Difference between revisions of "Data Analysis - Starting Out"

Revision as of 21:55, 26 September 2021

Starting Out

The Overview section should be viewed before starting this section. (Currently under construction)

The purpose of this section is to give new members of the XEM group hands-on experience with 'hcana' and the 'replay'. A bare-bones git branch named practice has been added to the hallc_replay_XEM repository.

If none of this makes sense, make sure you have followed along with the getting started software section.

It is recommended all practice be performed in a separate directory on your /group/ disk such as:
/group/c-xem2/<CUE_username>/PRACTICE/
The practice branch is used for practice, and is not meant to be your long-term analysis branch. You should be on the master branch to get the most up-to-date calibrations. If performing a new calibration or contributing to the hallc_replay_XEM, new work should be added to a new_feature_branch and merged into your origin new_feature_branch. This is followed by a push to mrcmor100 master. Refer to the git help and software overview sections to familiarize yourself with this workflow.

Objectives

Learn to setup your practice directory
- Set up all hallc_replay_XEM directories
Know what standard.kinematics and standard.database files do
Learn to include parameters in hcana
- Naming conventions of parameters in hcana
Naming conventions of PARAM files in hallc_replay_XEM
Run your first replay and explore the output
Print the value of a parameter from hcana to the console

You should not make pull requests to Casey for your practice branch. If you want him to check that you're doing something correct, push the local changes to your origin and notify Casey via Slack.

Setting up the Replay

First you must have forked the hallc_replay_XEM repository from mrcmor100. This is outlined in the getting started - software section.

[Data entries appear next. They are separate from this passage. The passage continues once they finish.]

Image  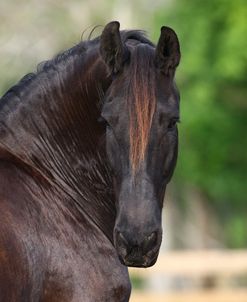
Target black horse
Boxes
[0,22,180,302]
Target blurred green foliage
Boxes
[154,0,247,247]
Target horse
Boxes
[0,21,180,302]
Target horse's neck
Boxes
[0,46,114,242]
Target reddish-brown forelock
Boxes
[127,45,156,174]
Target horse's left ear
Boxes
[100,21,126,73]
[155,26,181,77]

In /group/c-xem2/<CUE_username>/PRACTICE/ disk location:

git clone git@github.com:<username>/hallc_replay_XEM.git

Username should be your github username, CUE_username is your JLab username.
Follow along with the software section to setup git with ssh on JLab computers.

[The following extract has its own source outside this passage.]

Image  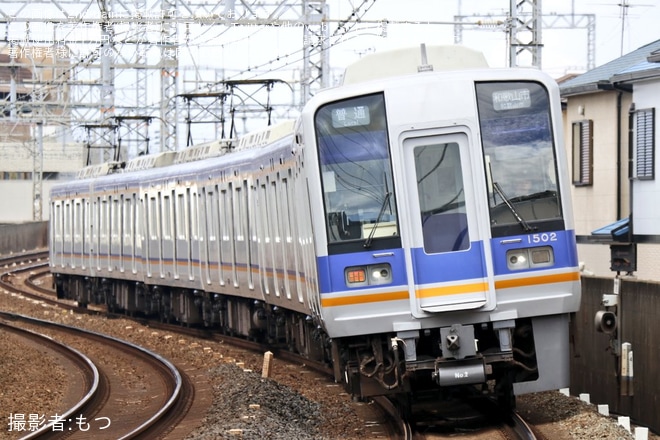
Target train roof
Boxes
[343,44,488,85]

cd into the hallc_replay_XEM directory
git submodule init
git submodule update
git fetch origin practice
git checkout practice

Now you should have all the submodules used in the hallc_replay_XEM directory and you should be on the practice branch. Check this by typing
git branch in the hallc_replay_XEM directory.

Add Directories to the Replay

The output of hcana goes to two locations: ROOTfiles and REPORT_OUTPUT directories. These are saved on the /volatile/ disk to prevent using the /group/ location inappropriately. These directories are symbolically linked to the /volatile/ directories. The linked /volatile/ directory names can have any name you like, but the directory names in hallc_replay_XEM must be ROOTfiles and REPORT_OUTPUT.

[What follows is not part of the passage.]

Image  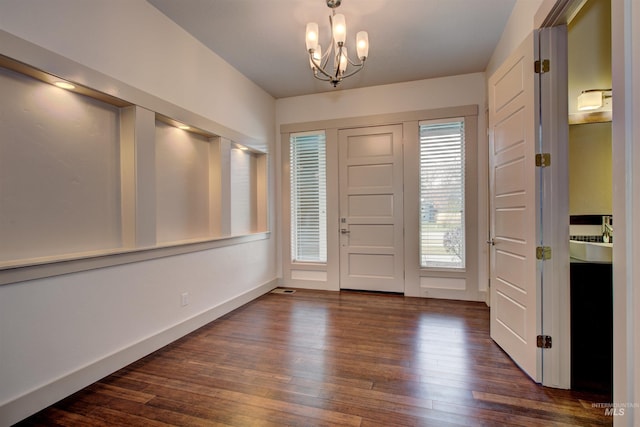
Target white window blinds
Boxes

mkdir /volatile/hallc/xem2/<CUE_username>/<desired_practice_rootfiles>
mkdir /volatile/hallc/xem2/<CUE_username>/<desired_practice_report_output>
ln -s /volatile/hallc/xem2/<CUE_username>/<desired_practice_rootfiles> ROOTfiles
ln -s /volatile/hallc/xem2/<CUE_username>/<desired_practice_report_output> REPORT_OUTPUT

The output is further separated into more subdirectories to separate files for the calibration, production, and spectrometer type. These are as follows:

ROOTfiles/SHMS/
- CALIBRATION
- PRODUCTION
- TIMING
- SCALERS
ROOTfiles/HMS/
- CALIBRATION
- PRODUCTION
- TIMING
- SCALERS

The CALIBRATION directories are used for storing the output of calibration SCRIPTS. The TIMING directories are used to hold the output of the timing SCRIPTS in SCRIPTS/TIMING, etc. These calibrations, timing, production, and scaler scripts are explained in more detail on other pages of the data analysis pages.

We must also point the hallc_replay_XEM to the raw EVIO data files. This is done by adding the appropriate /raw directories:

ln -s /cache/mss/hallc/spring17/raw raw-sp18
ln -s /cache/mss/hallc/jpsi-007/raw raw-sp19

These locations are the front face of the tape library. Files may not always be available here, and must be retrieved by the jcache utility. For more information refer to the scicomp documentation and the file structure and farm sections of getting started to use the jcace utility.

Standard dot what?

Figure 1: Example of runs in standard.kinematics for the SHMS in singles mode.

The standard.kinematics file tells the analyzer information about the beam energy, particle, spectrometer angle, target mass, and central momentum. The p and g are used to denote SHMS (p) and global(g) variables. If this were the HMS standard.kinematics file, the prefix p would be changed to h (HMS). There are two main kinematics files used for the XEM experiment, one for each spectrometer.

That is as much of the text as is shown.